La violenza si imprime, si scatena, si scaglia, si getta, si strumentalizza, si annusa, si tocca, si ascolta.
Ciò che accade tra la violenza e l’ambiente che la circonda, tra la violenza e l’individuo, coincide esattamente con ciò che accade tra la violenza stessa e l’arte nel momento in cui si instaura un legame profondo e intimo tra di esse.
L’arte è reattiva, attiva, passiva.
Essendo anche la violenza una reazione, si lega nella maniera più intima che si possa conoscere, con l’arte.
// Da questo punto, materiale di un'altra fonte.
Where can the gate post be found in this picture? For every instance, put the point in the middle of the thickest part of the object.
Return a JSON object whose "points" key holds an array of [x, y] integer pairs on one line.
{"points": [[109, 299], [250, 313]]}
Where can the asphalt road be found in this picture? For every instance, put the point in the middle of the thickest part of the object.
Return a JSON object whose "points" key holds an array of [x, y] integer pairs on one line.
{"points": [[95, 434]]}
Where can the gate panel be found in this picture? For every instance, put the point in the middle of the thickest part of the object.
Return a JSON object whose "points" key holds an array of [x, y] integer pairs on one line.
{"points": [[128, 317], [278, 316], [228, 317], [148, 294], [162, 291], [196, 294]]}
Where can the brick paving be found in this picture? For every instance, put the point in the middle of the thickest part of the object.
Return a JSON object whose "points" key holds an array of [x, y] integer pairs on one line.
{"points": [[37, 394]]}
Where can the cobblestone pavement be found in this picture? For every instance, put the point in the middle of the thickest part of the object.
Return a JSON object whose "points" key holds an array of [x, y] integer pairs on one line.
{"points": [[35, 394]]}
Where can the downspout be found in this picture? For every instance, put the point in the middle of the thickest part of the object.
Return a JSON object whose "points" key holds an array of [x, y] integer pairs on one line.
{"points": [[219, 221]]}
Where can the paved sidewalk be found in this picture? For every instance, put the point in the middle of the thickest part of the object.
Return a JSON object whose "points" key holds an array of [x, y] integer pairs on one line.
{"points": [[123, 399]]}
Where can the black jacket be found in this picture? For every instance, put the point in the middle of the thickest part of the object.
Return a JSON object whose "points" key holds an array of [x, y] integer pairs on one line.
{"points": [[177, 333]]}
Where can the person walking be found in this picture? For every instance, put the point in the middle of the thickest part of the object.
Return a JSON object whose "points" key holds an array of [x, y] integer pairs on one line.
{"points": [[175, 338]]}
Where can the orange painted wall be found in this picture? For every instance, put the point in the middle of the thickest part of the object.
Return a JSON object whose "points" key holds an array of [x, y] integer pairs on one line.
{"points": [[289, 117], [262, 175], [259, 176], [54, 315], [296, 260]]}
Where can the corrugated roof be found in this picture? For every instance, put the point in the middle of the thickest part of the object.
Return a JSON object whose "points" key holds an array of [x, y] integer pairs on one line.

L’arte violenta, o la violenza artistica, in qualunque modo la si voglia chiamare e combinare, unisce due componenti che hanno la medesima reazione, facendole esplodere in una contro-reazione, esattamente come due elementi chimici dalla cui unione risulta un composto più o meno nocivo, esplosivo e non.
Violenza e arte agiscono in tutti i modi possibili e inimmaginabili pur di portare il corpo a scoprirsi a sé stesso e a farsi scoprire dal mondo esterno.
Il corpo improvvisa, agisce, sconvolge e si stupisce.
Continua a fare ciò che ha sempre fatto: vivere e percepire.
Lo fa, questa volta, con più sicurezza e maggiore desiderio di rischiare.
Rischiare nella relazione e interazione con i suoi simili; rischiare il dolore di fronte alla violenza; rischiare l’eccesso con l’arte.
In ogni caso, il corpo subisce le conseguenze, sia delle proprie azioni, sia di quelle che circondano l’ambiente in cui vive.
Il corpo è in possesso di sensibilità, che lo rende particolare e particolarmente reattivo.
Arte e violenza hanno rafforzato e reso manifesta questa reazione.
Il corpo l’ha in parte subita, in parte assimilata e fatta propria, mutata in esperienza di vita.